APRIL 17, 2016 — Across Europe, law enforcement authorities scramble to unravel Islamic State terror networks poised to strike against innocent civilians. Progress is fitful, and fear of another attack is high.

But on the Iraqi and Syrian battlefields of Islamic State’s self-proclaimed caliphate, better news:

•A loose coalition of forces, backed to varying degrees by the U.S., have reclaimed a huge chunk of Islamic State real estate. The Pentagon now estimates Islamic State has lost at least 40 percent of its territory and 25,000 fighters.

•Russian-backed Syrian government forces recently wrested control of the ancient city of Palmyra. In the gun sights of anti-Islamic State fighters: the group’s strongholds of Raqqa in Syria and Mosul in Iraq. But first the U.S., Kurds, Arabs, Russians and assorted rebel leaders reportedly have to settle squabbles about who will take control (Read: Who will get the lion’s share of credit?) and how these cities will be governed.

•Islamic State is also bleeding cash. Since late October, an American air campaign has targeted oil fields, refineries and tanker trucks, and American officials believe they have cut the Islamic State’s oil revenue by about a third, The New York Times reports. (Tumbling oil prices have helped, too.) American-led efforts also are strangling the terrorist group’s ability to move money in the international banking system. One significant result: major salary cuts for Islamic State fighters.

All of this is encouraging. But as quickly as Islamic State leaders are killed, new ones step in. The group still raises fresh millions from extortion, fees and taxes. The U.S. boasts that it has incinerated millions of dollars of Islamic State reserves, but terror attacks that kill hundreds don’t take large sums of cash. From attacks in Brussels and Paris, it is clear that Islamic State is pressing its global campaign to infiltrate jihadists into European (and American?) cities. And it has established beachheads in Libya and Afghanistan.

The U.S. mission? “We’ve got to get these guys beaten and as soon as possible,” Defense Secretary Ashton Carter said recently. “We’re looking for opportunities to do more.”

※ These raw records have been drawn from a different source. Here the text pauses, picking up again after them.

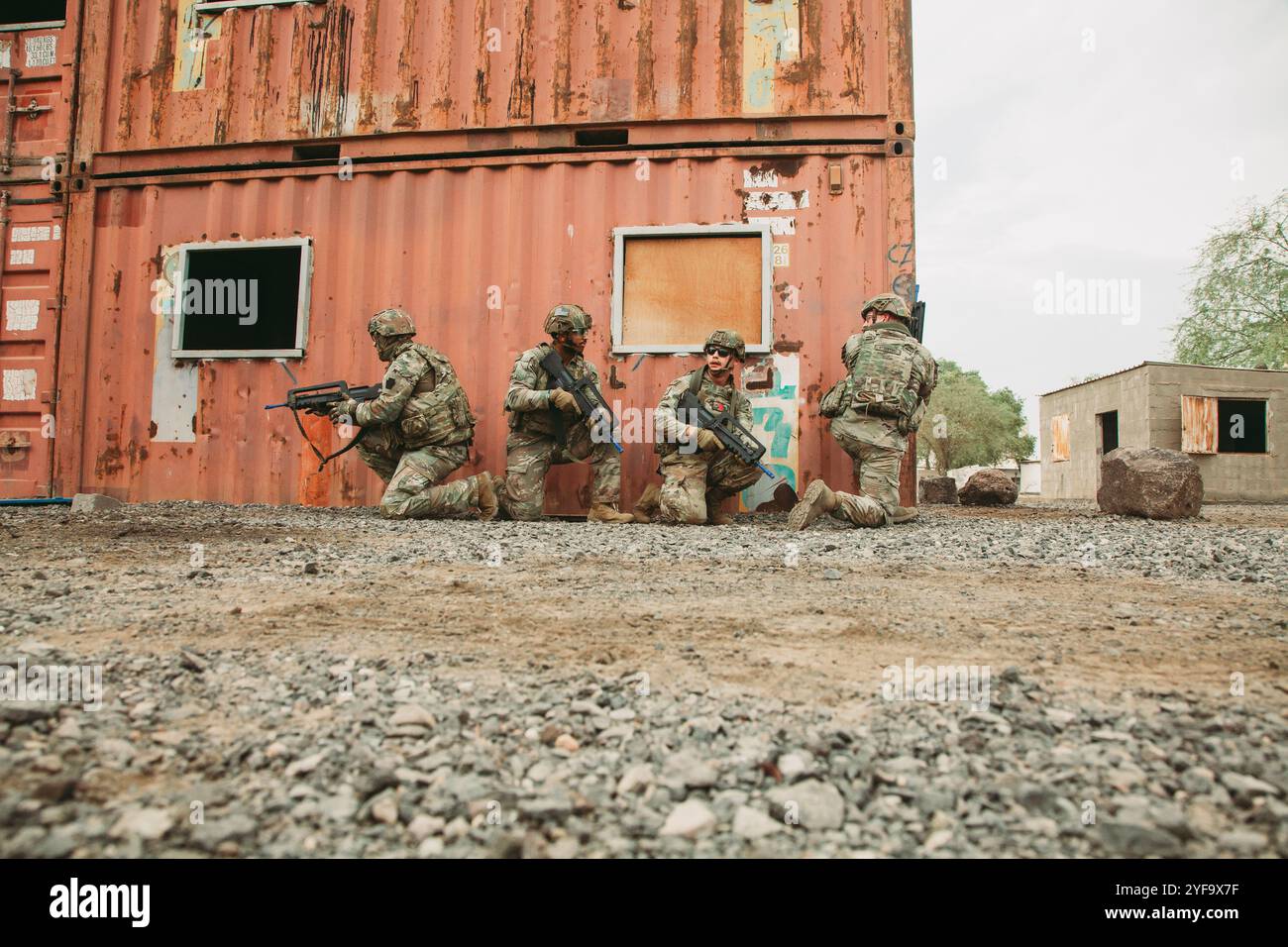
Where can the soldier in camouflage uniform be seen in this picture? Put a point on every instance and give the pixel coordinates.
(699, 472)
(419, 429)
(548, 428)
(881, 398)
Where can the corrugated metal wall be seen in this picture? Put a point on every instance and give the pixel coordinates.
(434, 221)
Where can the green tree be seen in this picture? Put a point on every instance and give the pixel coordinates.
(1237, 307)
(967, 424)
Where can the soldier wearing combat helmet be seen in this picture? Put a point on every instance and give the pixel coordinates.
(546, 427)
(880, 401)
(698, 472)
(419, 429)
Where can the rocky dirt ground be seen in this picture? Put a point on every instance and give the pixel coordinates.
(294, 682)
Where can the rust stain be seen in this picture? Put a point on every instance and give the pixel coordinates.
(687, 39)
(645, 95)
(851, 54)
(563, 63)
(522, 86)
(368, 75)
(406, 115)
(482, 73)
(730, 56)
(162, 67)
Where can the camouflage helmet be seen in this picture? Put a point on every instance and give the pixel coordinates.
(567, 317)
(728, 339)
(389, 322)
(889, 303)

There should be plenty in this target-rich environment, if President Barack Obama chooses to aggressively parlay Western gains against Islamic State. Russian President Vladimir Putin has all but declared victory in his mission to prop up Syrian President Bashar Assad, but that’s hardly the U.S. mission. We’re hoping Washington will spearhead a bold Islamic State-crushing strategy that cuts off all avenues for Islamic State to retreat and regroup.

Some administration advisers reportedly want to sharply increase training and weapons supply to the Kurds, arguably the most effective fighting force in the region. Others push a plan to do the same for so-called moderate Sunni rebels, hoping they can drive Islamic State from Syria.

Why not both?

The U.S. must launch a complex military operation, and also a stepped-up public relations campaign.

One encouraging sign: Large numbers of young Arab men and women are now turning thumbs down on Islamic State, according to a new poll of 16 Middle Eastern countries. Nearly 8 in 10 young adults oppose the terrorist group, and rule out the possibility of ever supporting the Islamic State even if it scaled back its savage tactics, according to a just-released survey sponsored by PR firm ASDA‘A Burson-Marsteller. That response is a significant increase over just a year ago, when 6 in 10 rejected Islamic State.

Islamic State attracted recruits with surprising victories over the Iraqi army in 2014, beheadings of Western captives, and a violent jihadist message that brought many from Europe, America and elsewhere to fight in Syria. As its forces retreat, its ability to recruit and its appeal to violence should dwindle as well. It is also true, however, that a stronger push against Islamic State in Iraq and Syria could spur more desperate jihadist attacks in the West.

The Islamic State battlefield is the Syrian civil war battlefield as well. Fighting surged on that front last week, signaling the possible collapse of a U.S.-backed truce. If so, that will complicate the campaign against Islamic State.

At the moment, however, Europe’s cities remain in peril of Islamic State-dispatched or inspired attack. So do America’s. Stomping out this brutal regime is job one. The sooner, the better.